Entrevista de caçula das três meninas abandonadas levou ao emocionante reencontro. “Quero encontrar minhas irmãs, mas quero distância da mulher que me trouxa ao mundo”, diz

VILHENA – Porto de entrada de Rondônia, a cidade de Vilhena é bem diferentona de todas as demais cidades do estado. a começar pela sua colonização, feita por imigrantes do sul do país, mas tem histórias incríveis e até de repercussão nacional e internacional, como é o caso da passagem do jornalista Vladmir Herzog, torturado e morto pela ditadura. Se prestar atenção, volta e meia acontece algo inusitado em Vilhena. Até o prefeito da cidade, o sansei Eduardo Japonês se destaca, pela sua originalidade, entre os prefeitos das outras cidades.

Agora por exemplo, emerge a história de uma jovem filhas de ciganos que, há quase vinte anos, quando passavam por Vilhena, a mãe deu a luz e resolveram que descartariam a criança jogando-a em baixo de uma ponte. Seria um pacto entre esse grupo cigano de que os recém-nascidos de sexo feminino seria descartados. Uma trabalhadora do hospital regional, aonde foi feito o parto da cigana, se compadeceu da situação da recém-nascida e a adotou.

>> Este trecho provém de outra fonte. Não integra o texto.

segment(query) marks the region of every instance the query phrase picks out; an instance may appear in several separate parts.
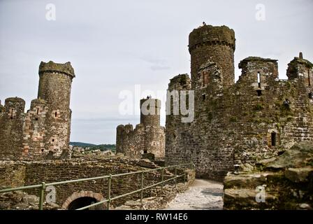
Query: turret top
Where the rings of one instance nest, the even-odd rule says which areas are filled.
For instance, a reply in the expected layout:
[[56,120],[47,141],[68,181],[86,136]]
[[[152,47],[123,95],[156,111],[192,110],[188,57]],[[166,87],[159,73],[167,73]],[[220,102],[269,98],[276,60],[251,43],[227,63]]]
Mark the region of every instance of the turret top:
[[196,45],[216,42],[228,45],[235,49],[235,31],[226,26],[214,27],[204,24],[189,34],[189,51]]
[[41,62],[39,65],[39,74],[45,71],[59,71],[65,73],[72,78],[75,77],[74,69],[73,69],[69,62],[65,64],[57,64],[52,61],[50,61],[48,63]]

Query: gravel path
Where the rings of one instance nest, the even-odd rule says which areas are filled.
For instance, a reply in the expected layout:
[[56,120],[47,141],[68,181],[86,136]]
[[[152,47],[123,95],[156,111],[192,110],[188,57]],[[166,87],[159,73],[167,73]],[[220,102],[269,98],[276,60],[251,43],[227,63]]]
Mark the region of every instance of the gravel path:
[[178,194],[166,210],[223,209],[223,185],[212,181],[196,179],[189,189]]

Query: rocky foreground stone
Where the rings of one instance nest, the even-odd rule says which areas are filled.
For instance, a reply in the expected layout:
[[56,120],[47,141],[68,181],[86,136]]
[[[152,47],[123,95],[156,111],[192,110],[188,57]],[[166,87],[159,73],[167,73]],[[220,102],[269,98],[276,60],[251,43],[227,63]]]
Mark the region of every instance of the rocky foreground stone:
[[[303,141],[224,179],[225,209],[312,209],[313,143]],[[247,169],[250,167],[250,169]]]

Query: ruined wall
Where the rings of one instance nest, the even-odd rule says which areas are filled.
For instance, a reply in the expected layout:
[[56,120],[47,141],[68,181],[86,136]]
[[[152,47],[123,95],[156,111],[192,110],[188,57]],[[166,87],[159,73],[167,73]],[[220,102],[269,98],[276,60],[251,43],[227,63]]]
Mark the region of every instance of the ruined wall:
[[[223,29],[210,33],[210,27],[194,31],[189,48],[194,44],[191,36],[194,40],[195,35],[200,39],[213,35],[221,41],[227,36]],[[221,33],[217,34],[217,30]],[[194,120],[182,123],[181,115],[166,116],[168,163],[192,161],[198,176],[221,180],[242,164],[253,164],[276,155],[282,145],[312,139],[310,62],[296,57],[289,64],[289,79],[280,80],[277,60],[249,57],[239,64],[242,75],[238,81],[229,85],[225,79],[233,77],[233,72],[225,71],[224,64],[231,64],[229,51],[205,49],[196,54],[193,50],[189,51]],[[188,79],[187,76],[174,77],[168,90],[189,89],[182,84]]]
[[17,97],[6,99],[0,117],[0,158],[19,159],[22,155],[25,102]]
[[[226,26],[204,25],[194,29],[189,34],[191,80],[198,76],[200,66],[208,59],[221,69],[225,87],[235,82],[233,52],[235,32]],[[193,86],[193,88],[194,88]]]
[[[20,98],[6,99],[0,112],[0,158],[42,160],[68,155],[71,111],[70,62],[42,62],[38,99],[25,113]],[[2,109],[1,109],[2,111]]]
[[164,157],[165,129],[160,126],[160,108],[159,99],[140,100],[140,123],[135,129],[130,124],[117,127],[117,153],[139,158],[146,153]]

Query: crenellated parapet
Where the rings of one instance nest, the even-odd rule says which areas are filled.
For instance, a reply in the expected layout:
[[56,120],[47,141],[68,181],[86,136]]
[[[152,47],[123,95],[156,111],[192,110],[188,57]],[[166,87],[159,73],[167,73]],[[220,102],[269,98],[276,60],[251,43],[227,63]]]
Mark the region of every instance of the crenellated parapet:
[[75,78],[74,69],[69,62],[65,64],[54,63],[52,61],[49,62],[41,62],[39,65],[39,74],[45,72],[59,72]]
[[6,99],[0,116],[0,159],[45,160],[66,158],[69,148],[70,62],[41,62],[38,98],[24,113],[25,102]]
[[117,126],[116,151],[137,158],[147,153],[163,158],[165,130],[160,126],[161,101],[148,97],[141,99],[140,105],[140,123],[135,129],[131,124]]
[[196,80],[199,78],[200,67],[208,60],[220,67],[225,88],[235,83],[233,54],[235,38],[233,29],[226,26],[205,24],[190,33],[189,41],[193,89],[196,88]]

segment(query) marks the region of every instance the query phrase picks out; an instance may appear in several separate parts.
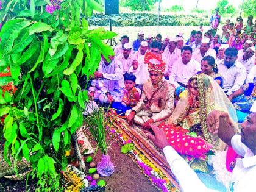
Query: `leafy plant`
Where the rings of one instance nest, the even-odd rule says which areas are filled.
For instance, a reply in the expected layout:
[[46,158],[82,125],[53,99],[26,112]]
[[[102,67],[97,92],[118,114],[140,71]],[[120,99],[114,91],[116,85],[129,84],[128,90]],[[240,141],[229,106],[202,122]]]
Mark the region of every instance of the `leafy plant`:
[[38,191],[59,191],[65,151],[88,101],[79,82],[93,74],[101,54],[113,55],[103,40],[116,34],[88,29],[85,18],[102,10],[94,0],[5,1],[1,8],[0,72],[10,66],[12,76],[0,78],[0,86],[18,88],[13,96],[0,88],[4,158],[10,163],[14,157],[17,172],[24,157]]

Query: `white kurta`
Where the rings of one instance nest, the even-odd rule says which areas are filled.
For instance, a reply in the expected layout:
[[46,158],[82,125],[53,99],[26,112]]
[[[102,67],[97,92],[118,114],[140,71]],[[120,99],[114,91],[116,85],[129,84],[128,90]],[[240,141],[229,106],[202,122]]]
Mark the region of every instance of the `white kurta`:
[[191,59],[188,63],[184,65],[182,62],[182,59],[180,58],[173,65],[169,82],[177,88],[180,85],[177,82],[187,84],[190,77],[201,71],[201,65],[198,62]]

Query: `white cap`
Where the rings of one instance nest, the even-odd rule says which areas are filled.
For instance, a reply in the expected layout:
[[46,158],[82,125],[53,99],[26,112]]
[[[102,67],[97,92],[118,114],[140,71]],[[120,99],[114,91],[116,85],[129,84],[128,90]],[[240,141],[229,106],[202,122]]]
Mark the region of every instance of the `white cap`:
[[126,49],[132,49],[132,43],[126,43],[124,44],[124,48]]
[[220,49],[225,49],[226,50],[226,49],[227,49],[228,48],[229,48],[229,44],[222,44],[219,46],[219,50],[220,50]]
[[148,46],[147,41],[142,41],[141,43],[140,43],[140,46]]
[[246,40],[246,41],[244,42],[244,43],[254,43],[254,42],[252,42],[252,41],[250,40]]
[[211,40],[208,37],[204,37],[202,39],[201,43],[210,43],[210,41]]
[[248,48],[248,49],[250,49],[251,50],[255,52],[255,47],[254,46],[252,46],[251,47]]
[[254,103],[252,104],[252,107],[251,107],[251,108],[250,108],[250,112],[256,112],[256,101],[254,101]]
[[153,38],[153,35],[152,35],[152,34],[149,34],[148,35],[147,38]]

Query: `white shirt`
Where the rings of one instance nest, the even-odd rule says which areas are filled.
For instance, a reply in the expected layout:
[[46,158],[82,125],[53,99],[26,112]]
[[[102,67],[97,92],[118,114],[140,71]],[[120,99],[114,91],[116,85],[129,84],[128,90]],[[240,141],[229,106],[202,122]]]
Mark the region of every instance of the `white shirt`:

Agora ele é um linda jovem de 17 anos que busca resgatar seus lanços sanguíneos, mas já avisa que não quer não saber da mãe biológica. “Meus país são que me criaram. E são os melhores pais do mundo”, reitera a jovem.

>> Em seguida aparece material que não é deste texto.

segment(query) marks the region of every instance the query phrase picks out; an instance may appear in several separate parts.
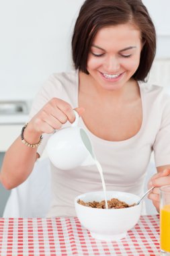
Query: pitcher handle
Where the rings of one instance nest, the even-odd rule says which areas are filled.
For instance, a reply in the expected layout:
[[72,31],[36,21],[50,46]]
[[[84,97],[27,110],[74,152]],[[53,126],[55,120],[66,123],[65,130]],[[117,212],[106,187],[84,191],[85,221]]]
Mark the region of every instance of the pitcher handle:
[[77,113],[77,112],[76,110],[75,110],[74,109],[73,109],[73,111],[74,111],[75,115],[75,121],[71,125],[71,126],[72,127],[78,125],[78,123],[79,123],[79,114]]

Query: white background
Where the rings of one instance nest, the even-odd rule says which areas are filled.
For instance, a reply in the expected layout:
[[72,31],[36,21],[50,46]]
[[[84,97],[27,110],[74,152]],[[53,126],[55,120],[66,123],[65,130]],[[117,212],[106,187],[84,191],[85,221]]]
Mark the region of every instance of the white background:
[[[71,38],[83,0],[0,0],[0,100],[30,99],[52,72],[71,68]],[[143,0],[170,57],[169,0]]]

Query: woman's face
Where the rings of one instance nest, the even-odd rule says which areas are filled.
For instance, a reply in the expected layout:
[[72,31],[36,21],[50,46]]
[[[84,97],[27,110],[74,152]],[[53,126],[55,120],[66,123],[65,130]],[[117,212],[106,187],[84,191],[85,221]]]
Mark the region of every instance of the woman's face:
[[140,31],[129,24],[99,30],[88,56],[89,75],[105,90],[121,88],[139,65],[140,38]]

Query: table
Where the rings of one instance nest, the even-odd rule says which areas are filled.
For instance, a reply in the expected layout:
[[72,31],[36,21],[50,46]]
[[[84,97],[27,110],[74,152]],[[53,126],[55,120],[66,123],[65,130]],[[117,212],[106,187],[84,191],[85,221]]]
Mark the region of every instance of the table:
[[160,255],[159,216],[142,216],[118,241],[91,238],[78,219],[0,218],[0,255]]

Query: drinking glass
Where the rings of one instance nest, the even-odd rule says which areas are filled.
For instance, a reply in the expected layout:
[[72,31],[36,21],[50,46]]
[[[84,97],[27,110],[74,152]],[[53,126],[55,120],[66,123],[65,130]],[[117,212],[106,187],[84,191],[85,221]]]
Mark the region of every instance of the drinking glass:
[[160,192],[160,247],[163,255],[170,255],[170,185]]

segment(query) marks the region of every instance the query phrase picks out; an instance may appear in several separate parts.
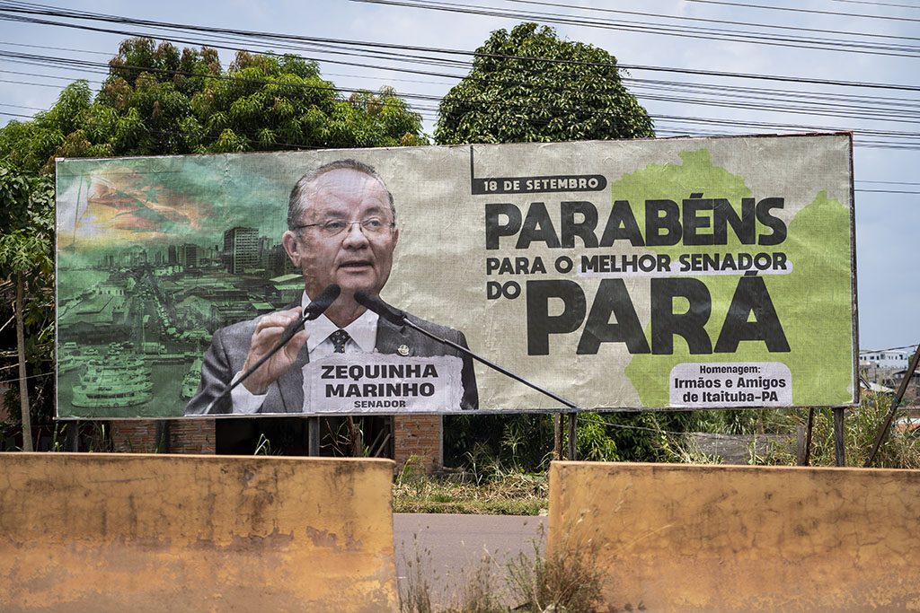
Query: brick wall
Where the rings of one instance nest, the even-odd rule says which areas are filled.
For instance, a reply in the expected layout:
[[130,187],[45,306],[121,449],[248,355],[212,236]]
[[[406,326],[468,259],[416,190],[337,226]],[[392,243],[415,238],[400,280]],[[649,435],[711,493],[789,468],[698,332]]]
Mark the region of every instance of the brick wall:
[[153,453],[156,450],[156,422],[147,419],[111,421],[112,450],[118,453]]
[[183,419],[169,423],[170,453],[213,453],[214,420]]
[[[169,453],[214,453],[213,419],[169,420]],[[156,422],[149,419],[109,422],[112,450],[153,453],[158,446]],[[397,470],[413,458],[412,465],[430,474],[443,464],[440,415],[395,415],[394,448]]]
[[[213,453],[214,420],[169,420],[169,453]],[[111,422],[112,449],[153,453],[157,449],[156,422],[141,419]],[[165,451],[163,446],[159,446]]]
[[413,456],[412,464],[426,474],[443,464],[441,415],[394,415],[393,430],[397,471]]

Através de uma reportagem publicada pelo FOLHA DO SUL ON LINE, na semana passada, uma jovem de Vilhena, que fará 22 anos no mês de setembro, reencontrou, no Piauí, as duas irmãs que nem sabia que existiam.

A história dramática das garotas foi contada pelo site, que revelou uma trajetória de dores e perdas, narrada pela mais nova delas. A menina de 17 anos (FOTO) concedeu a primeira entrevista procurando a mais velha que, segundo um tio, estava morando em Vilhena.

Ao ser entrevistada, a vilhenense disse que sempre foi informada pela mãe que era adotada. Segundo contou, a mãe biológica, grávida, acompanhando outros ciganos da família, estava fazendo uma rota que passava por Vilhena, quando a bolsa estourou.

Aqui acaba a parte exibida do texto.